Check out ma belly.
Ma belly wasn’t that big a few months ago. As you may remember, it had whittled down to a healthy size courtesy of this. (Click on the link. It’s one of my favorite posts ever, because I like me best when I’m being ridiculous.)
But ma belly is back, and I blame Stephen Colbert, who is my other husband. There’s a Ben & Jerry’s ice cream flavor that’s inspired by Colbert, and it has caramel and waffle cone bits in it. (I know. Nom, nom, nom!) And since Ben & Jerry’s ice cream has been on sale at my local grocery for the last 4 months, I’ve been eating a ton of it because I like the taste of saving money. Or so I tell myself.
In short, I screwed up my health. However, I’ve recently gotten back on track, and I’m realizing that it’s because I avoided the following 4 traps people typically fall into after screwing up:
1. Internalize your mistake.
I am not a fat, lazy turd. I ate ice cream more nights than I exercised this spring, so ma belly got big and my health went to hell. But I am not a fat, lazy turd.
See the difference?
The way you speak about and to yourself affect how successful you’ll be in future attempts to change. Hating yourself for your mistakes– whether big or small– pressures you to make drastic, unsustainable changes.
And sure, drastic changes bring quick results. But you’ll still hate yourself whenever you slip up, backslide, or plateau. Wouldn’t you rather do things slow and steady and like yourself all along the way? You should. Because it’s much easier to take good care of things you like as opposed to things you’re ashamed of.
2. Give up (because hell, you’re already screwed).
We give up on our goals when we feel like we’ve made an error that has pushed us a step back. But the people who succeed aren’t those who never slip up; they’re the ones who get up after they’ve fallen.

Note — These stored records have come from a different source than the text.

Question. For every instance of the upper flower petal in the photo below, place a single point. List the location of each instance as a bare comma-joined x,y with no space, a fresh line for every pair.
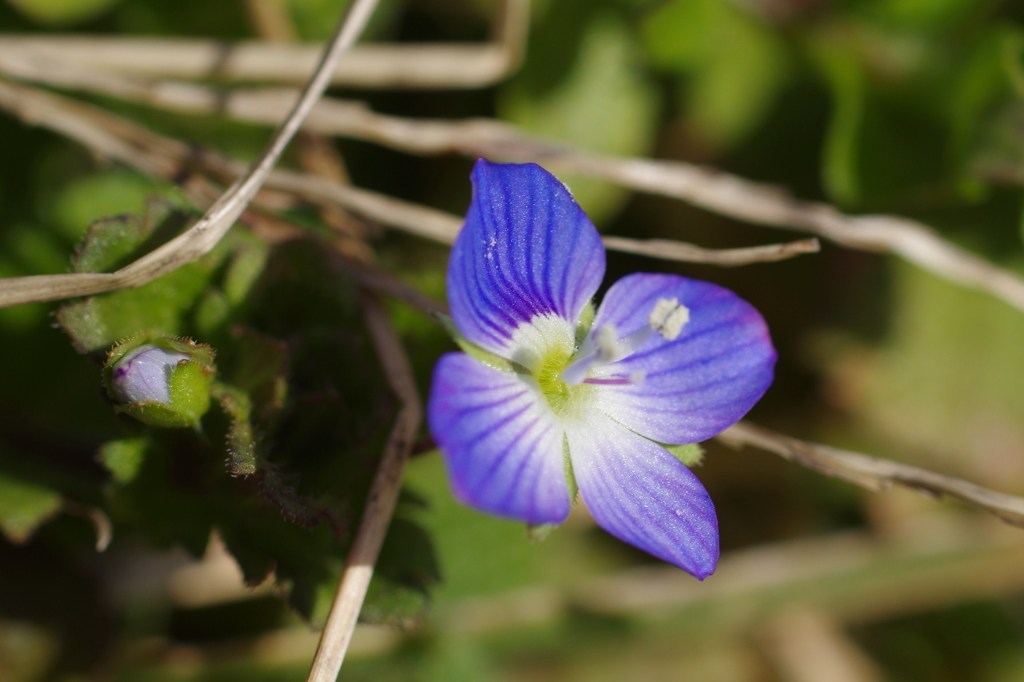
504,452
642,495
698,384
526,249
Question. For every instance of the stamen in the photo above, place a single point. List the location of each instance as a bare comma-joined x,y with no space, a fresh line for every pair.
669,317
633,379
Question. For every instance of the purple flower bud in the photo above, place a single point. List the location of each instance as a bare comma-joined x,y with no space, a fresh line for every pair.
144,374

So even though ma belly is back, I don’t feel discouraged. Bellies come and go, just like successes and failures, so pay closer attention to whether or not you’re enjoying the journey. If you’re enjoying yourself, you won’t give up.
3. Go it alone.
My husband and I have a friend who comes over to work out with us. Check out my non-bicep next to his:
During our workouts we argue, tell dirty jokes, complain, laugh, and leave sweaty butt marks on the couch that don’t evaporate for 3 hours. But more importantly, we show up. Yes, even if one of us skipped a workout the day before, or had a pizza for breakfast that morning.
Sometimes people are more forgiving, motivating, and positive in a group setting than they are on their own, as individuals. Never underestimate the power of community.
4. Have no sense of humor about your humanness.
This is a tricky one because no one feels they take themselves too seriously, and everyone thinks they have a sense of humor.
It boils down to this: You know you have a sense of humor about your humanness when you can share stories about your mistakes, laugh and learn, then move forward with life. You know you don’t have a sense of humor about your humanness when you try to hide or deny your flaws from both yourself and others.
I write content for this website with this in mind. ABL is where I show you my worst, with a smile and a terrible joke or two. It’s where I process my mistakes and learn from them. If you and I were too busy hiding our flaws from each other, none of my 162 articles or your 13,000+ comments (okay fine, most of those comments are spam) would be here to help us grow.